Marking quotes in texts

Quoted text is important to our analysis. When identifying authorial style in our corpus, we need to be able to distinguish between the writing of the reviewer and the reviewed. Hence, we need to exclude quoted text from our analysis easily and systematically.

Our corpus is marked-up in TEI: Text Encoding Initiative XML. Using XML mark-up we can selectively extract text from the documents as required by our analysis. TEI offers several ways of marking-up quoted text,as set out in the TEI Guildeines 3.3.3 Quotation.

Review of the guidelines immediately suggested two elements suitable for our purpose:

  • quote (quotation) contains a phrase or passage attributed by the narrator or author to some agency external to the text.
  • q (quoted) contains material which is distinguished from the surrounding text using quotation marks or a similar method, for any one of a variety of reasons including, but not limited to: direct speech or thought, technical terms or jargon, authorial distance, quotations from elsewhere, and passages that are mentioned but not used.

We could not choose between the two based on our needs.

One occasional need is for nested quotes. Each element can contain itself or the other element so that it is possible to mark-up nested quotes using either.

We need to distinguish between inline quotes, with the quoted text incorporated directly into the author’s own writing, and block quotes, with the quoted text existing as stand alone blocks on the page. Neither element distinguishes between inline and block quotes. Yet we need to understanding which is which and process accordingly, for quotes can affect stylistic metrics, such as sentence length being influenced by the presence or absence of inline quotes. Indeed, it might be that the use of inline quotes, say, is a stylistic quirk in its own right worth pursuing.

TEI does not have an explicit inline and blockquote elements, so we looked at two possibilities to distinguish the quoted texts and using the existing TEI elements:
– and arbitrarily assigning for inline quotes and for block quotes
– or using with a rend attribute to indicate “inline” or “block” accordingly

We have adopted the latter approach because it enables us to consistently mark-up all quotes using the same element. This can simplify the programmatic removal of all quotes, yet it still provides us a with means of programmatically distinguishing between the two forms of quote.
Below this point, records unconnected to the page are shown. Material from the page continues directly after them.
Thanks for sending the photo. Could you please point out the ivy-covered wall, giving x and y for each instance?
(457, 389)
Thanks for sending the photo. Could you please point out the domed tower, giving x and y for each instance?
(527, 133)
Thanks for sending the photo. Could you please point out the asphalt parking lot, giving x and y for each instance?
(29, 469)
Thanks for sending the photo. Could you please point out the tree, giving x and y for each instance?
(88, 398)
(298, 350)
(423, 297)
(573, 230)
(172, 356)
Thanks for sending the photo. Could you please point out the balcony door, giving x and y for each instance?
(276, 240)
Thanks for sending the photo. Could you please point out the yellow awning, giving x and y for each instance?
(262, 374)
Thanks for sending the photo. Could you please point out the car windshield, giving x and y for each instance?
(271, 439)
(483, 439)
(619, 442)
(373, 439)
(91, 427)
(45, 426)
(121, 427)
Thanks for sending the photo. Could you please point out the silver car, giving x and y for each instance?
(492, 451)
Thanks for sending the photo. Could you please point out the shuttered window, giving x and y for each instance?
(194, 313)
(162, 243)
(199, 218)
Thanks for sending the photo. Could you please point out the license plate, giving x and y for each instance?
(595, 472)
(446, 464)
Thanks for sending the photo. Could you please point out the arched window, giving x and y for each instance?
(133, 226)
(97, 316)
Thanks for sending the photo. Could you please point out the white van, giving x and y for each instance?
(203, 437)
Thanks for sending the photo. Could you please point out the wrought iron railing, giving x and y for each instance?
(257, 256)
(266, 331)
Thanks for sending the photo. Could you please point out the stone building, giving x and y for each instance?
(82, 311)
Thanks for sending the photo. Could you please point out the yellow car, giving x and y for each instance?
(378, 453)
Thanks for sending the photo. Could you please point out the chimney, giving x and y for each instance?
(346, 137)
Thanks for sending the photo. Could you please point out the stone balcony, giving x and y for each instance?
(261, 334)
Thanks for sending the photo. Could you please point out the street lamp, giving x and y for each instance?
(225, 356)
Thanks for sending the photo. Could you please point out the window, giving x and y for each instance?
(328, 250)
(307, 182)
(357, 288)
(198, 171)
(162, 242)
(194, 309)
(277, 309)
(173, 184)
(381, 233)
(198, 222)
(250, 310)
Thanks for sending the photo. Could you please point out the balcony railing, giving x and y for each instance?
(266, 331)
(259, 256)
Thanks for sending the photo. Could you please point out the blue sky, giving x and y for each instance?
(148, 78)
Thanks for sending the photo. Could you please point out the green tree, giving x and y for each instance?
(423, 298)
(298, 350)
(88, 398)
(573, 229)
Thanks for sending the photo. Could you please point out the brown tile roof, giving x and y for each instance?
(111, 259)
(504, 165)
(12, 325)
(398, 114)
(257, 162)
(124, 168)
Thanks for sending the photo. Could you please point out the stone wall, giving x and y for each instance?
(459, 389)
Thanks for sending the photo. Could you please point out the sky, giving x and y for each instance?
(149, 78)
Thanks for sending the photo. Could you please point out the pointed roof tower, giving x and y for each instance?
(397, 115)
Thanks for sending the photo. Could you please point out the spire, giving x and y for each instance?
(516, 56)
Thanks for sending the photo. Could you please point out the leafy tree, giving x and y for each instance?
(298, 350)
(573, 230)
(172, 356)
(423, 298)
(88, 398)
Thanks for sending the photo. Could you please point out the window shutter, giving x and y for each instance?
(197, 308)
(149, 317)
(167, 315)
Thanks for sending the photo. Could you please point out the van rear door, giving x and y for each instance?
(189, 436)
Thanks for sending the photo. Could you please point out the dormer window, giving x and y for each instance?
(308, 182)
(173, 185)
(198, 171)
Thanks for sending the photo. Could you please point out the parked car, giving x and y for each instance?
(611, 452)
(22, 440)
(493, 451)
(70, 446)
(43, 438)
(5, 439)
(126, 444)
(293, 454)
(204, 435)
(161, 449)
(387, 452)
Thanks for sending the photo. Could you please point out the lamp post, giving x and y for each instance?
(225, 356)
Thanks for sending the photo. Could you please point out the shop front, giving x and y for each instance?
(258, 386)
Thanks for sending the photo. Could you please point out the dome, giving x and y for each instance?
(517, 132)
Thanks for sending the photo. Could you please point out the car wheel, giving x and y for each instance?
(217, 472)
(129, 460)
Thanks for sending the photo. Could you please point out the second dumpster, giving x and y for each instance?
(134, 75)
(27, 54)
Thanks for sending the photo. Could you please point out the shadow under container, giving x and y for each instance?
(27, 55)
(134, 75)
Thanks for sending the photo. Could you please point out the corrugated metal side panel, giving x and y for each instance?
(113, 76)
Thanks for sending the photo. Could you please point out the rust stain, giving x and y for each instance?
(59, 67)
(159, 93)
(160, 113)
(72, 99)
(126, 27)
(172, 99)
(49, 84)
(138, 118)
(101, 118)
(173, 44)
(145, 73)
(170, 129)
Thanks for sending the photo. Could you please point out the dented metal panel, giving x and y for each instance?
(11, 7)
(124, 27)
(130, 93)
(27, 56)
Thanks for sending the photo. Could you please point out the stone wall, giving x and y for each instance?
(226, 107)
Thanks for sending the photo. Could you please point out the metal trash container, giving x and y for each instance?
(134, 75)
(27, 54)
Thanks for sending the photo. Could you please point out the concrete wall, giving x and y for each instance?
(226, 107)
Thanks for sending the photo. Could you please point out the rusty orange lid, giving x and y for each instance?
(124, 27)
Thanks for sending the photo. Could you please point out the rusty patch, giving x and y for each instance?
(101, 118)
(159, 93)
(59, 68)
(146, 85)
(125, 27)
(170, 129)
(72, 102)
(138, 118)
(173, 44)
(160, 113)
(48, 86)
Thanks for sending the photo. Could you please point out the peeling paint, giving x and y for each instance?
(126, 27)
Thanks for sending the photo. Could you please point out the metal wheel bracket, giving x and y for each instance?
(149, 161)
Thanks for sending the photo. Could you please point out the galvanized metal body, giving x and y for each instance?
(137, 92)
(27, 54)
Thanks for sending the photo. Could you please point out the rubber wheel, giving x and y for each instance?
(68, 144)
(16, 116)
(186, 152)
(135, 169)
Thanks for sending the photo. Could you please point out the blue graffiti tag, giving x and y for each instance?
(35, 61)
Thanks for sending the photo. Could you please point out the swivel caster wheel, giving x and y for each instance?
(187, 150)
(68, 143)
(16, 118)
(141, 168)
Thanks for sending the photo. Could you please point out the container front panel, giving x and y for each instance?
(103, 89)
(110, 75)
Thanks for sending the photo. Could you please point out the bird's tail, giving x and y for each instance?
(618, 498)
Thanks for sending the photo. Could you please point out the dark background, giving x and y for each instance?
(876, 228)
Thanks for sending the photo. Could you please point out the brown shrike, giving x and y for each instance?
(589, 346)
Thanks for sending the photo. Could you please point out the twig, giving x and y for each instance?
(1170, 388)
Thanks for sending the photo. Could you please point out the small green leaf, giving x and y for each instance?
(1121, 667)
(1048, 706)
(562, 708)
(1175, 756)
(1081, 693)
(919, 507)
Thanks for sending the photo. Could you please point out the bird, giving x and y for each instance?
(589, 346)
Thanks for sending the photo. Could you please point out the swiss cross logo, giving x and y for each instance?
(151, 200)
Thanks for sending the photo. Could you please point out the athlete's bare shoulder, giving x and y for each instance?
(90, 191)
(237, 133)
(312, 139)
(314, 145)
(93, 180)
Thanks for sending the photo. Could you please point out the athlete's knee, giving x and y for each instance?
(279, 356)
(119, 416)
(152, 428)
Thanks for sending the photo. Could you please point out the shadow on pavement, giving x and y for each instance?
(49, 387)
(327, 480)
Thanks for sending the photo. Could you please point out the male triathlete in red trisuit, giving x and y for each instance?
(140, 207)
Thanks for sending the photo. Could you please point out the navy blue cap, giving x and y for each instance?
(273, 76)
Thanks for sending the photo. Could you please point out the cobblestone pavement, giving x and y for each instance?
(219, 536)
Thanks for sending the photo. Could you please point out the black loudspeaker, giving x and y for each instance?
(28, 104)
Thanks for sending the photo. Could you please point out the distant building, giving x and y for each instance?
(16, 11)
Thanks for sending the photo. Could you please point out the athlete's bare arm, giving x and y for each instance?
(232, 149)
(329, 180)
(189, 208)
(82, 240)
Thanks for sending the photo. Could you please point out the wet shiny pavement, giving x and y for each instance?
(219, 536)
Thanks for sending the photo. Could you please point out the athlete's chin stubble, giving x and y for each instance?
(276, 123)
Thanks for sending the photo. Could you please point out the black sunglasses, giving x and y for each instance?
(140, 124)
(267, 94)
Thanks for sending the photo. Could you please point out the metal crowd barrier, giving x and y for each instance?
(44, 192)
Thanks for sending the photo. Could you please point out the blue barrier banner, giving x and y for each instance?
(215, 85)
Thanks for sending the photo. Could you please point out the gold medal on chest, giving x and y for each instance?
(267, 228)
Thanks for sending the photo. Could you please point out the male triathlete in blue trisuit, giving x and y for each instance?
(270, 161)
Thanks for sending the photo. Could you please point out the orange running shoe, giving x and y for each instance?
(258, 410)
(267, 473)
Further the TEI definition for quote seems closer to our intended use than that given for q, and the TEI definition of the rend attribute (rendition – indicates how the element in question was rendered or presented in the source text) is a fair statement of our intended use of it too.

Here is an example of an inline quote penned by Hazlitt:

There cannot, in our opinion, be a greater mistake than to consider Don Quixote as a merely satirical work, or an attempt to explode, by coarse raillery, <quote rend="inline"> the long forgotten order of chivalry.</quote> There could be no need to…

Here is an example of a block quote used by Scott:

…[Cid's body] was supported in an upright state by a thin frame of wood; and the whole being made fast to a right noble saddle, this retinue prepared to leave Valencia.</p>
<quote rend="block">'When it was midnight they took the body of the Cid, fastened to the saddle as it was…

Note, citations are not applicable in this context because our documents are reviews of another work and generally all quotes are from that one other work. This means that each quote does not contain an individual reference to that other work. Hence, we have not used the cit element, (cited quotation –  contains a quotation from some other document, together with a bibliographic reference to its source.

Nor are we interested in the punctuation marks used to highlight quoted text. Hence, we simply include the marks and text in full in our documents. We do not identify the punctuation marks with a hi element, (highlighted – marks a word or phrase as graphically distinct from the surrounding text, for reasons concerning which no claim is made ) as suggested in the TEI guidelines.